Chiari malformations are characterized by the herniation of the cerebellum into an opening at the base of the skull known as the foramen magnum (1,2,3,4,5,6,7,8). There are three types of malformations each based on the degree of herniation; however, the severity of symptoms is not necessarily dependent on the degree of herniation (8).  Chiari I (CM1) is the most common type and is considered a congenital malformation, though cases  acquired through injury have been discussed in the literature as well (2,3,4).   CM1 is defined by the cerebellar tonsils extending past the foramen magnum by at least 3-5mm (8).  CM2 is the most common type of CM, also known as classical CM, and involves the herniation of the cerebellum and brain tissue into the foramen magnum.  CM3 is the most serious type of CM and involves the herniation of the cerebellum and brain tissue into the brain stem.  CM2 and CM3 are obvious malformations that are identified at birth, while CM1 is typically not diagnosed until the teenage or adult years, if at all (3).  

Unfortunately little is known about the epidemiology and natural history of CM but some research suggests that there may be a familial component (1,4).  CM’s can develop when the bony space at the back of the skull, known as the posterior fossa, is smaller than normal, therefore, causing the cerebellum or both the cerebellum and brain stem to protrude into the spinal column (3).  As such, the functions controlled by these areas may be impacted.  Additionally, CM’s can result in the blockage of cerebral spinal fluid (CSF), which surrounds and cushions the brain, and has the potential to lead to hydrocephalus and/or syringomyelia depending on the severity of the blockage (6).  Hydrocephalus occurs when there is a build-up of CSF in the brain which causes the ventricles to expand, often resulting in significant mental changes (1, 2).  Syringomyelia occurs when CSF builds up in the spinal column and results in a cyst (1, 2).  Adults are reportedly  more likely to experience syringomyelia than children (1,2). 

 The prevalence rate of CM1 is estimated to be about 1%, although this number varies in the literature, and is three times higher in women than men (2).  Many individuals with CM1 are asymptomatic and do not seek treatment, therefore, the actual number of cases is unknown.  The increased use of diagnostic imaging, specifically magnetic resonance imaging (MRI), has led to greater identification of CM1 in individuals (7).  In asymptomatic individuals, CM1 is often discovered as an incidental finding while undergoing treatment for an unrelated issue. One study found 1/3 of their sample to be asymptomatic while the majority of symptomatic patients complained of headaches (7).  

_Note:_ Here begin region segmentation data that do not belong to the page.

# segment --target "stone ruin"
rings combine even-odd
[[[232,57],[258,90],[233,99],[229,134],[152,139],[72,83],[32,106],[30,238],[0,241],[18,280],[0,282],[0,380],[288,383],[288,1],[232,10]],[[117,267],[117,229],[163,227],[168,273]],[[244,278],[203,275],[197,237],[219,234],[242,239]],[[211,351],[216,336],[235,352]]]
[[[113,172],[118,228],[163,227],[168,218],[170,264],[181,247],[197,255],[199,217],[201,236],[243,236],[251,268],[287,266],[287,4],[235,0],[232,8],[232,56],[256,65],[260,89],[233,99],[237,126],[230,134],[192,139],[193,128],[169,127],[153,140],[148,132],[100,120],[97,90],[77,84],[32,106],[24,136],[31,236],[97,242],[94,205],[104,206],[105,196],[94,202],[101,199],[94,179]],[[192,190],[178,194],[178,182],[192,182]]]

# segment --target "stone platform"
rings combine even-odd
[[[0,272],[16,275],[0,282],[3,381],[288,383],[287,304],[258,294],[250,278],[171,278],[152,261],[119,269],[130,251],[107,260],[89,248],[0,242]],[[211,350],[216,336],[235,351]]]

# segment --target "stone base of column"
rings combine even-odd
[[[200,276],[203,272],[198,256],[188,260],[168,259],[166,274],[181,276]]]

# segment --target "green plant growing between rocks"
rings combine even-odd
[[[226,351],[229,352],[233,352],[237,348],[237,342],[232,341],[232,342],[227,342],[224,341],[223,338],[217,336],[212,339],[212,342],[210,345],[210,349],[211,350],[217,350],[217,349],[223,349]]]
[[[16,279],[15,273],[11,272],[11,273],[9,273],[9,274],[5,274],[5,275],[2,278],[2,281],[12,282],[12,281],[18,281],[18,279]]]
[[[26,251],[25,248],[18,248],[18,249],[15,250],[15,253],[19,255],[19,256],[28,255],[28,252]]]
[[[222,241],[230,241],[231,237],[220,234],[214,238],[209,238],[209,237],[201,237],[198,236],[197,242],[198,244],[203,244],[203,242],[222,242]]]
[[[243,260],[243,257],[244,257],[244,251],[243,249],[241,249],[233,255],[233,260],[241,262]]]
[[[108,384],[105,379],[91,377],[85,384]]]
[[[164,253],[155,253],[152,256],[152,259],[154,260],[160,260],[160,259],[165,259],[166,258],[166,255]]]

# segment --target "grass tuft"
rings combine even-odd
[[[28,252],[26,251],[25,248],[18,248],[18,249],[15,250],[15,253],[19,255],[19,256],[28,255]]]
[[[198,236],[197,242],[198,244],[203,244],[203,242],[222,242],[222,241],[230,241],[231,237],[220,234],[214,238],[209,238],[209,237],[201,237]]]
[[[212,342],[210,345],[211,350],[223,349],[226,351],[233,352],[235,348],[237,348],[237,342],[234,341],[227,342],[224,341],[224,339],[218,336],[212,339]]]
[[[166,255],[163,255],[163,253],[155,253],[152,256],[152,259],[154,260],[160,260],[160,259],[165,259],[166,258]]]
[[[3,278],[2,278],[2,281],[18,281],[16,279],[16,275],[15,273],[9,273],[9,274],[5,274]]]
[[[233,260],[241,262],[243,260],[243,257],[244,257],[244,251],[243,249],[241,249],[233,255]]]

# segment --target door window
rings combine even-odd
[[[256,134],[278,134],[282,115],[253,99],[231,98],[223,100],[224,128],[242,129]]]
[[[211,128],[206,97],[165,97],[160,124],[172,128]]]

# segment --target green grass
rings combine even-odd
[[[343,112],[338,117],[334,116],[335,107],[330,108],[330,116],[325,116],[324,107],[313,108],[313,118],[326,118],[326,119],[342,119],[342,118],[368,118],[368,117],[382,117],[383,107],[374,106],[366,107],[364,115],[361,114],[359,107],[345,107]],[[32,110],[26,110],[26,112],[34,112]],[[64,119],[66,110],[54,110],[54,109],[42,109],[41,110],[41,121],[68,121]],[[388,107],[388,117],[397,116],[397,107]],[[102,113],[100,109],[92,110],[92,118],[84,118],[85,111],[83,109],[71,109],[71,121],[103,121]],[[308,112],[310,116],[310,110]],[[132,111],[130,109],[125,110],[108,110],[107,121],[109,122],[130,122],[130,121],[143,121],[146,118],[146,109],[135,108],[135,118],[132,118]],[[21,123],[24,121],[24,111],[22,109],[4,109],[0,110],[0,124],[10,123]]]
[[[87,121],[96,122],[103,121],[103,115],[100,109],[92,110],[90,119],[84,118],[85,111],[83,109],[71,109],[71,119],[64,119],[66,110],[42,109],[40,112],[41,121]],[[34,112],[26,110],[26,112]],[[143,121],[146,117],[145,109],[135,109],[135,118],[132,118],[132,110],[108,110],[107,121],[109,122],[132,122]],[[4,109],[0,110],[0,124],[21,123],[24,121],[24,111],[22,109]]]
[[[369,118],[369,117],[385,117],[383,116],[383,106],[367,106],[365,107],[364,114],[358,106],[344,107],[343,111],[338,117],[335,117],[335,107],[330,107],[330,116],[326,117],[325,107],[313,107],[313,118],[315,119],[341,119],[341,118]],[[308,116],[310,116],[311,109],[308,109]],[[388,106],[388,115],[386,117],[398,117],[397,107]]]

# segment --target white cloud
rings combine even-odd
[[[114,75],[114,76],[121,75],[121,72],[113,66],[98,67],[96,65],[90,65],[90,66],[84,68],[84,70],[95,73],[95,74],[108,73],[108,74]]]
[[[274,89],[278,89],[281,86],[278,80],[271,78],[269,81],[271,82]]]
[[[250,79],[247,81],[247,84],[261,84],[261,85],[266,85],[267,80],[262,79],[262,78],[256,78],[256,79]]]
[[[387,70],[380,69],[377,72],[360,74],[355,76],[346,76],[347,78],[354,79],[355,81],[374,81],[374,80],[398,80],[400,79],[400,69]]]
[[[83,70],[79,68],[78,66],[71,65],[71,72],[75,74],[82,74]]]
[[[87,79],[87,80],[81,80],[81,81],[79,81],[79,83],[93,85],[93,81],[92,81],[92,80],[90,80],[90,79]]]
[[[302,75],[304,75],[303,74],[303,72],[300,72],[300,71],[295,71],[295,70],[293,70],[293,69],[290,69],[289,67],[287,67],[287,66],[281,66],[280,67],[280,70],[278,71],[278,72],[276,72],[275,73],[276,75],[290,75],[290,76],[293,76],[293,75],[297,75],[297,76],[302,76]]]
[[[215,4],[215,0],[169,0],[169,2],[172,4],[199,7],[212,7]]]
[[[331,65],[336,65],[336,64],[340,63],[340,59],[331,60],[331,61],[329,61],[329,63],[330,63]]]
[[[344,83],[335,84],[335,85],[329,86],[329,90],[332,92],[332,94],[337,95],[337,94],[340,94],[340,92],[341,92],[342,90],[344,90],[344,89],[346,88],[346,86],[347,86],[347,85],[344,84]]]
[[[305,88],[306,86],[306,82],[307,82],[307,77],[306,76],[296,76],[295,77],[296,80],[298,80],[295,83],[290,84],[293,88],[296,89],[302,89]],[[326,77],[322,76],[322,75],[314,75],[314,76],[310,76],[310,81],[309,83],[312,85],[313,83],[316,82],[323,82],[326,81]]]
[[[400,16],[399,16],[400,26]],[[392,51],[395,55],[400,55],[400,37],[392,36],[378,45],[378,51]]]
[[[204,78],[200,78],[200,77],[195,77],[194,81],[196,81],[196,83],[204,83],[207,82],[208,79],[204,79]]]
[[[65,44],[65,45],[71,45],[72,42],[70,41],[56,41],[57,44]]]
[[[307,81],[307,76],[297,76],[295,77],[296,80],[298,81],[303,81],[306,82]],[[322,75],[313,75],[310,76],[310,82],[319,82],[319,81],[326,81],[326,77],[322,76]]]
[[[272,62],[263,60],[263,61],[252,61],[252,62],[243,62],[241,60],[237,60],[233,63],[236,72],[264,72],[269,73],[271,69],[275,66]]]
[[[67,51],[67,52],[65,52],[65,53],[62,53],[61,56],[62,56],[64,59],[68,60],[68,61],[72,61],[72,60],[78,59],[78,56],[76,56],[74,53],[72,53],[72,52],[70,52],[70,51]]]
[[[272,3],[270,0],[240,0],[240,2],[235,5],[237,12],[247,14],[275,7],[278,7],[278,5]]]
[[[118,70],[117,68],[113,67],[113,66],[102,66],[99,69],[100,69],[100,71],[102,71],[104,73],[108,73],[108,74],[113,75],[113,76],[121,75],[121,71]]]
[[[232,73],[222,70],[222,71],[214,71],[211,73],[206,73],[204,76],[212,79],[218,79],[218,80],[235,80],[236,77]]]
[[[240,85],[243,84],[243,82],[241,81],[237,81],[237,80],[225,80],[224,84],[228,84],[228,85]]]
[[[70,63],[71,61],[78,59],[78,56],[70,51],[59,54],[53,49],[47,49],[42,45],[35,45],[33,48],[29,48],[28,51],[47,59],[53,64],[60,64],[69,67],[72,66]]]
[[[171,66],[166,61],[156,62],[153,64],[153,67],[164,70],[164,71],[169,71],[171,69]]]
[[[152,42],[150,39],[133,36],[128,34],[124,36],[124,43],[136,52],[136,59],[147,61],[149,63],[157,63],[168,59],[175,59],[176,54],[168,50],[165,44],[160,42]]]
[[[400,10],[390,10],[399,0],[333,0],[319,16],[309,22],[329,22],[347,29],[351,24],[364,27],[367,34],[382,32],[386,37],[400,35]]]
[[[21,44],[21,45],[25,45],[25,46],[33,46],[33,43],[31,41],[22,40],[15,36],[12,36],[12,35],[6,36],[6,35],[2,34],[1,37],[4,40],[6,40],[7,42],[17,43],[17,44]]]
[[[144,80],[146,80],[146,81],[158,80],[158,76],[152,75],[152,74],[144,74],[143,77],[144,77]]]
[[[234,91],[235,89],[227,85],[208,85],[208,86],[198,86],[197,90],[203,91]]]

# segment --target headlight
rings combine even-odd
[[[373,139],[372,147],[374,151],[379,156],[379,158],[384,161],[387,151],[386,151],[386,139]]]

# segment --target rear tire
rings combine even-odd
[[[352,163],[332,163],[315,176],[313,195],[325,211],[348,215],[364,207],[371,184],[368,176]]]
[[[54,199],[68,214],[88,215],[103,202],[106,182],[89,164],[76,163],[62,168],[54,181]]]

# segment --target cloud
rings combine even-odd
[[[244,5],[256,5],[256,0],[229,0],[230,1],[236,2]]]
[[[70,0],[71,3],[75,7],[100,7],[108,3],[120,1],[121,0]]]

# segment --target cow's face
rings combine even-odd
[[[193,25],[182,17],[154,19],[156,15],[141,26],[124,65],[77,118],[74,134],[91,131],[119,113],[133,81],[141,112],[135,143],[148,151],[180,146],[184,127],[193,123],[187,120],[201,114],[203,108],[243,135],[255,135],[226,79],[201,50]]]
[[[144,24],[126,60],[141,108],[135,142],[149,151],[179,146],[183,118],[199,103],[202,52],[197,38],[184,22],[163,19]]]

Symptoms of CM1 are caused by a disruption in the flow of CSF and by the pressure exerted on the central nervous system tissue (6).  Head pain of some kind is often the first presenting symptom (4,8). The clinical presentation of CM1 typically involves headaches (often made worse by coughing), neck pain, balance problems, muscle weakness, numbness, dizziness, vision problems, sleep problems, difficulty swallowing, lower cranial nerve signs, etc (3, 4, 6, 8).  There is almost no report of cognitive changes or psychiatric symptoms related to CM1 in the literature, although depression may result from some of the other physical symptoms experienced.  Symptoms vary dependent upon age as well.  Aitkin et al., (2009) found that older age at diagnosis predicted worse neurological symptoms.  Although some individuals may be asymptomatic earlier in life, they do have the potential to develop symptoms later on (3).  The symptoms of CM1 are often complex and unfortunately often result in misdiagnosis (3).

Treatment of CM1 depends on the severity of symptoms (1).  Monitoring and observation is typically the first line of treatment for those with mild to no symptoms (4).  Columbia University Medical Center Department of Neurological Surgery instructs parents to watch for any changes in their child’s neurological status including: breathing problems, degree of alertness, speech, feeding problems, problems walking, or uncoordinated movement. For individuals who experience pain related symptoms, medication management would typically be the first step.  When the pain is severe or when syringomyelia or hydrocephalus is present, surgery may be the best treatment option.   There are different surgery options including a bony decompression of the posterior fossa or the placement of a shunt (6).  Overall specific treatment and surgery options will be determined by your child’s physician based on a number of factors including age, overall health, medical history, type and severity of the condition, etc. (8).

—Kristi B. Hoffmann, PsyD


1. Mayo Clinic Website

2. National Institute of Neurological Disorders and Stroke website

3. The Chiari Institute at North Shore Long Island Jewish Health System website

4. American syringomyelia & Chiari Alliance Project website

5. Columbia University Medical Center Department of Neurological Surgery website

6. Mayfield Clinic website 

7. Aitken, L, Lindan, C, Sidney, S, Gupta, N, Barkovich, A, Sorel, M  & Wu, Y (2009)  Chiari Type 1 Malformation in a pediatric population. National Institute of Health Author Manuscript, 1-11.

8. Yassari, R & Frim, D (2004) Evolution and management of the Chiari malformation type 1 for the primary care pediatrician. Pediatric Clinics of  North America, 51, 477-490.